Daivik Swarup


pdf bib
An Instance Level Approach for Shallow Semantic Parsing in Scientific Procedural Text
Daivik Swarup | Ahsaas Bajaj | Sheshera Mysore | Tim O’Gorman | Rajarshi Das | Andrew McCallum
Findings of the Association for Computational Linguistics: EMNLP 2020

In specific domains, such as procedural scientific text, human labeled data for shallow semantic parsing is especially limited and expensive to create. Fortunately, such specific domains often use rather formulaic writing, such that the different ways of expressing relations in a small number of grammatically similar labeled sentences may provide high coverage of semantic structures in the corpus, through an appropriately rich similarity metric.
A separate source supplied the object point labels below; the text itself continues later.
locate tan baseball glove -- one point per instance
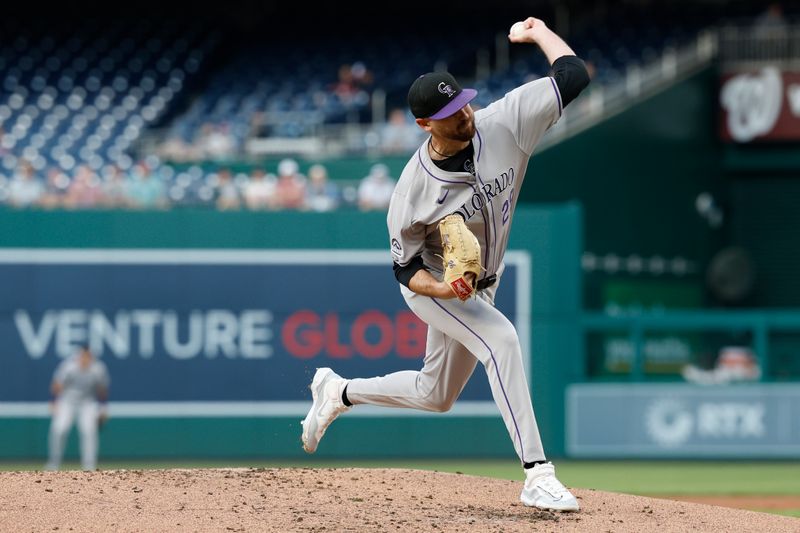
(462, 254)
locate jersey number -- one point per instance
(507, 206)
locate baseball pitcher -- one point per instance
(80, 388)
(449, 222)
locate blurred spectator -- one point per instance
(146, 191)
(259, 191)
(25, 189)
(80, 388)
(772, 18)
(290, 191)
(174, 148)
(115, 188)
(351, 86)
(55, 189)
(375, 190)
(362, 77)
(227, 191)
(400, 135)
(216, 141)
(735, 363)
(85, 191)
(321, 194)
(3, 150)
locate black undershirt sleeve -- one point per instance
(405, 273)
(571, 77)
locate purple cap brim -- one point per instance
(463, 98)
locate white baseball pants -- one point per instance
(459, 335)
(87, 412)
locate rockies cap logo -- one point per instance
(446, 89)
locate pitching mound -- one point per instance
(332, 500)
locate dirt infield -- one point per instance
(332, 500)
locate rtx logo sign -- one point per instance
(671, 423)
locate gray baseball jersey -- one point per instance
(462, 333)
(79, 384)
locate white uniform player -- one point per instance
(80, 384)
(473, 165)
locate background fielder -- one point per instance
(80, 385)
(473, 165)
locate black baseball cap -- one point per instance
(437, 95)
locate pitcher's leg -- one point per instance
(447, 368)
(60, 425)
(87, 426)
(491, 337)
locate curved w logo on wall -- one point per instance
(761, 106)
(210, 325)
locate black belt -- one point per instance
(486, 282)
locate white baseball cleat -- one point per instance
(326, 392)
(544, 491)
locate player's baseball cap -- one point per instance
(437, 95)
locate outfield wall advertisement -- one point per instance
(680, 420)
(217, 332)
In light of this opportunity, this paper explores an instance-based approach to the relation prediction sub-task within shallow semantic parsing, in which semantic labels from structurally similar sentences in the training set are copied to test sentences. Candidate similar sentences are retrieved using SciBERT embeddings. For labels where it is possible to copy from a similar sentence we employ an instance level copy network, when this is not possible, a globally shared parametric model is employed. Experiments show our approach outperforms both baseline and prior methods by 0.75 to 3 F1 absolute in the Wet Lab Protocol Corpus and 1 F1 absolute in the Materials Science Procedural Text Corpus.